Our current administration has made legislative incursion into our national parks, lands previously set aside as wilderness areas, and treaty lands held by Native American communities. The language of climate change has been deleted from government websites and reports, while traditional energy corporations continue dangerous resource extraction methods and alternative energy resources are resisted. Incursions have been made into legislating control over women’s bodies, depriving LGBTQ persons of basic benefits and employment, consolidating control over natural resources, jeopardizing long-standing peace negotiations and historical alliances, criminalizing refugees, and protecting gun rights ownership over the rights of children.
The voices of scientists, physicians, ecologists, progressive theologians, journalists, park rangers, Native leaders, human rights advocates, international representatives working for peace and social justice – all of these voices are being vilified by those invested in preserving the worldview that is now killing all of us and all of life on earth. We must keep speaking, writing, resisting, and insisting on justice and equity for all and for Nature herself.
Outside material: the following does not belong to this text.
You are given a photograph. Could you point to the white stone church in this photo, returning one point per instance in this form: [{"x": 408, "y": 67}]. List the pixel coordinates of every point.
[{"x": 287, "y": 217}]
The hateful movement of conquer and divide must be replaced with the loving movement of resist and unite. We are in the midst of a critical historical moment of social transformation, and we must be willing to take the reins of our social direction and not accept the bit being forced upon us by those who claim that life is sacred when all their actions speak otherwise. We must strive beside one another for the change that brings greater justice to all people as well as to our waterways, lands, and air.
The desperate ultimate landscape presented in Rachel Carson’s “Silent Spring” has haunted my fears since I was a child and first encountered her prophetic work. I need the birds to sing, which is why I pledge to them every morning – as they greet the rising sun – that I will do all that I can so that their song will not be lost, that every spring will hold their voices of hope, endurance, and perseverance. If they can speak with such resolve, so must I – and so must we all.